Cruise ship churches tend to be internally focused on the needs of their regularly attending members. The main goal in these churches, as on a cruise ship, is to keep the “customer” happy and the complaints to a minimum. Leaders in a cruise ship church focus on the existing members rather than pursuing those far from God or encouraging others to do so. Very little of a church’s calendar, training, or communication is spent on activities to reach the lost or help those in need outside the church. Statistically only 5% of most American churches’ budgets are spent on missions and evangelism. Overall, there seems to be little incentive or empowerment of church members to “get off the cruise ship” and use what they learn in the world.
 
There are, however, churches that are more like aircraft carriers. These churches are designed to empower all members to find their God-given purpose in life, to equip them, and to send them on missions into the world to reach and serve those who don’t know Jesus, much like the crew of an aircraft carrier is all about launching military planes and equipping them well to carry out successful missions.

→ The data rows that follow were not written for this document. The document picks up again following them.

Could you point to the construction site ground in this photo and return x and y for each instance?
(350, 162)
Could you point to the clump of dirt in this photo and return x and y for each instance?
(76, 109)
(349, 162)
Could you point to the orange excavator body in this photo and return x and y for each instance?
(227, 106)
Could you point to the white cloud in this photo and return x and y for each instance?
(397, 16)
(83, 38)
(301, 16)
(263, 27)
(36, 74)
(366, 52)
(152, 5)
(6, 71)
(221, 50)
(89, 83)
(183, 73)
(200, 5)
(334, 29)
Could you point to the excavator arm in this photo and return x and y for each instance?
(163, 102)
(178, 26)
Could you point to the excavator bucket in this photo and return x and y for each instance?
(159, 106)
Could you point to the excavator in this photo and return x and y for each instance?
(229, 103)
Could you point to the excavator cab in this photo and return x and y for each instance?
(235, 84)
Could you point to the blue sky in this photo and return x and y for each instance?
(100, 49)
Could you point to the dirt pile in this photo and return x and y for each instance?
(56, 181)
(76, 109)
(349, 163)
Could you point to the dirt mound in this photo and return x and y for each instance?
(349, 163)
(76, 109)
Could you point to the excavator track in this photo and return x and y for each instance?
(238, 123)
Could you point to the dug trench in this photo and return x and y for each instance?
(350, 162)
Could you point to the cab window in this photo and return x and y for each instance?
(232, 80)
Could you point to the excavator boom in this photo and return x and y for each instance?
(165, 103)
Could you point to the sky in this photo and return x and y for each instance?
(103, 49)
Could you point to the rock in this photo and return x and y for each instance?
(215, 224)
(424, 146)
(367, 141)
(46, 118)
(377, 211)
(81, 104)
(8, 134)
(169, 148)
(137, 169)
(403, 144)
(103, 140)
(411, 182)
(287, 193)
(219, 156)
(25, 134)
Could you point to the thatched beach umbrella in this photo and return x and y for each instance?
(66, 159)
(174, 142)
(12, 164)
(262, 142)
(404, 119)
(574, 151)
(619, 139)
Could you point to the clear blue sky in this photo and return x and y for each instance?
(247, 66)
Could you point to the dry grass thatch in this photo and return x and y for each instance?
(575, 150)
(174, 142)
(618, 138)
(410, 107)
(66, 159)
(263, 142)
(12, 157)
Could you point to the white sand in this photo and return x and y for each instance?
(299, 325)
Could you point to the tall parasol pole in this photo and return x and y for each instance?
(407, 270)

Did you know that an aircraft carrier is the same size as many cruise ships, housing close to 8,000 people? A super aircraft carrier rises 20 stories above the water and stretches 1,092 feet (333 meters) from bow to stern (about as long as the 77-story Chrysler Building is tall). But what distinguishes an aircraft carrier ship isn’t its size; it’s the efficiency on the flight deck. The crew of an aircraft carrier can launch a plane every 25 seconds—all in a fraction of the space of a typical landing strip. The mission pervades every aspect of the ship. From the pilot to the person who restocks the ship’s vending machines, everyone on a carrier knows his or her particular role and how it supports the mission—to equip, prepare, launch, and receive aircraft back from their crucial assignments. 
An “aircraft carrier church” has a clear mission that stems from the Great Commandment and the Great Commission. Everyone in the church knows why their church exists and can play a role in the mission. The annual budget, weekly sermons, monthly calendar, insider and outsider communications, and predominant conversation are all consistent with the stated mission of the church.

Is your church more like a cruise ship or an aircraft carrier?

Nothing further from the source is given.